There are several points that could be explored in future studies. First, the block design of the current experiment could not fully consider correct and failed trials during the WM task, which made the impacts of regional activity and connectivity on successful WM difficult to assess. However, based on the decent accuracy rate of WM tasks (90.91 ± 6.04%) in all subjects, it could be inferred that they were focused on the tasks, which agreed with the hypothesis of maintaining cognitive status in background connectivity analyses.

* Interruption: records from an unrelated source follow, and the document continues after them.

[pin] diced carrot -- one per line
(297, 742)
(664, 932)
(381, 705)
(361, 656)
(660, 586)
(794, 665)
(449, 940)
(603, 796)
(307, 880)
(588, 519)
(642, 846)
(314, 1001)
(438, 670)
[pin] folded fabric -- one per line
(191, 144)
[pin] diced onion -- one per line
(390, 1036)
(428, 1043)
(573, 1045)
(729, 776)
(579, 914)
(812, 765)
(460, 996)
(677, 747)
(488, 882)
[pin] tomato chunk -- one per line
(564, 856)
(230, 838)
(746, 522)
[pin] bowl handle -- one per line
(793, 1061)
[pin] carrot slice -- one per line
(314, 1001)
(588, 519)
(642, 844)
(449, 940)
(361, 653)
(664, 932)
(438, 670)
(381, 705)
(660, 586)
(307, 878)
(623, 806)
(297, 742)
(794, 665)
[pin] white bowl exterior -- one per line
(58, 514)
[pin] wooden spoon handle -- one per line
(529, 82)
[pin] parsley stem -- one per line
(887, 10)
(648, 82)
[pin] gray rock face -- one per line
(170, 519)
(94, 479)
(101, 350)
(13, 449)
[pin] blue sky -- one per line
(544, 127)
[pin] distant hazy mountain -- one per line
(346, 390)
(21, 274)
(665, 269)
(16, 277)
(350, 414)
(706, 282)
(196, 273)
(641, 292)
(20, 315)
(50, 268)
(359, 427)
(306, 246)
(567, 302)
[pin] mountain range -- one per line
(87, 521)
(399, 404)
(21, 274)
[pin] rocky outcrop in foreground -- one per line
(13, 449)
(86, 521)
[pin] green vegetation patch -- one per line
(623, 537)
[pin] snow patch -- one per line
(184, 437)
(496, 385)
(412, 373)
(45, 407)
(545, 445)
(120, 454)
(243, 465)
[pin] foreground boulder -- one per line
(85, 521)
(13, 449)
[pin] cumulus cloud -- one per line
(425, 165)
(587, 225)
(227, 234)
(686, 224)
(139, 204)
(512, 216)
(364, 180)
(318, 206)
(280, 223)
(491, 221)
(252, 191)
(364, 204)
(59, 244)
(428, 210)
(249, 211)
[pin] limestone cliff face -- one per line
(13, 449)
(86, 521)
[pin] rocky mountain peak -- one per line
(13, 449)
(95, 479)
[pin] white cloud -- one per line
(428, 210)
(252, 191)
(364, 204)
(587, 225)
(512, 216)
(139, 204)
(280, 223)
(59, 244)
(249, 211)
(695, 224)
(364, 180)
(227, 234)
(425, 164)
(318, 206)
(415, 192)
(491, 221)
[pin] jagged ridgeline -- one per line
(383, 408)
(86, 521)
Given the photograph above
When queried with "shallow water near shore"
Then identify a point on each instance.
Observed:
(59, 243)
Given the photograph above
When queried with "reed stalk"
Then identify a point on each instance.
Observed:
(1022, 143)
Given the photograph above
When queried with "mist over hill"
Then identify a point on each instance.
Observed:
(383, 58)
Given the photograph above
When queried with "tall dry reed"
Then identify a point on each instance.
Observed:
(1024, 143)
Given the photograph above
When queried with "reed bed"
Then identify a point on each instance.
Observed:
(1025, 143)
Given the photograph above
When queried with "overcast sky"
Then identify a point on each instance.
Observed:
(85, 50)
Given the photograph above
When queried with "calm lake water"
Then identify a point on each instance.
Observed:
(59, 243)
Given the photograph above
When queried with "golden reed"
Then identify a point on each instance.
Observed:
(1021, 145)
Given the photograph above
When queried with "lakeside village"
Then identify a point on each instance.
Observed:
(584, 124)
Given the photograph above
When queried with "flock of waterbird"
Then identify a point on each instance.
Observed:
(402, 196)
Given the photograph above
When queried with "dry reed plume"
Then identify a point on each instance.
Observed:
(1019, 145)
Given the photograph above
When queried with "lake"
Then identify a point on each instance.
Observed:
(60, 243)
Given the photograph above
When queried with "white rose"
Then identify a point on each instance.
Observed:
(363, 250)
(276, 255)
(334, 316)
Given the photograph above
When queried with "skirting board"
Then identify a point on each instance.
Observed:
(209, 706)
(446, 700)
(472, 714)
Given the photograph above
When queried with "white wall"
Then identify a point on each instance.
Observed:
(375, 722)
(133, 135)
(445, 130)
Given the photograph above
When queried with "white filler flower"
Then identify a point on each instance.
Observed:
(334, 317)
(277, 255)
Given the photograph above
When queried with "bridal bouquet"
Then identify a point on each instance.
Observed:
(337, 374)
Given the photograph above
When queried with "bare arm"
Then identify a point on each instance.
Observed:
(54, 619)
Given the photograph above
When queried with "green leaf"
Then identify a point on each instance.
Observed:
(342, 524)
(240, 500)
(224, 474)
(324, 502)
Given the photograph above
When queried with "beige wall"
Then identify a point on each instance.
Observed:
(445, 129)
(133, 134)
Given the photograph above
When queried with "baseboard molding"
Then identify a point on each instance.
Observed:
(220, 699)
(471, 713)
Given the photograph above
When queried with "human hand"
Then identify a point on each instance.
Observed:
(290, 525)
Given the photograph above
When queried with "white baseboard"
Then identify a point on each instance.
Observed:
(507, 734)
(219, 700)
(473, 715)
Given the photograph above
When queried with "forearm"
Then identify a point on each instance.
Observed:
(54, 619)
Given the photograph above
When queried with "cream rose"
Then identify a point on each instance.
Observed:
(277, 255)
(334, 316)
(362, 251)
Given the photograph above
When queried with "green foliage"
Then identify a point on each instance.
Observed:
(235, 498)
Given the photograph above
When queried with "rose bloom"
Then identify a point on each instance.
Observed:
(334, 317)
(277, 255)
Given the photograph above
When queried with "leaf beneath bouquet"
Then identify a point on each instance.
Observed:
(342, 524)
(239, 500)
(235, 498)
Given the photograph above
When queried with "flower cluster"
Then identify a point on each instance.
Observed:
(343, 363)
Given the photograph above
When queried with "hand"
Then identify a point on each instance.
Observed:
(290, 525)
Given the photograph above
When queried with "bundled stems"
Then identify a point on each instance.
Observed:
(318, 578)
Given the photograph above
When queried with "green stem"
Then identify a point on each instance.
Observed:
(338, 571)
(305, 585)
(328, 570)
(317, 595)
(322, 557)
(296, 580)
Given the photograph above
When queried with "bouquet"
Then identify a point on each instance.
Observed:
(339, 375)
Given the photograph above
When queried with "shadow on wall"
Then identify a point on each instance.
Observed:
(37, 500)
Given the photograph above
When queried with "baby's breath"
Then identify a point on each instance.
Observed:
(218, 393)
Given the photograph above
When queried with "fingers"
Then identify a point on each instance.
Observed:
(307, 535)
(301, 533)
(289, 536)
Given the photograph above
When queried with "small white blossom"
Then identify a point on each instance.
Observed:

Second, the computation of functional connectivity was based on seed regions derived from regional activity analyses, which could have been computed at the whole brain level to examine the network reconfiguration or reorganization. Due to the primary proposal of the present study to jointly explore and compare the roles of brain activation and connectivity in WM ageing, the seed-based analyses could provide more direct evidence on their relationships and contributions to WM ageing. Finally, we assessed functional alterations within a cross-sectional sample. Although a group of elderly subjects avoided the possible biases of strategies or patterns in WM tasks, a longitudinal design would give an improved and more detailed depiction of the regional activity and connectivity alterations as well as their contributions to the ageing of WM.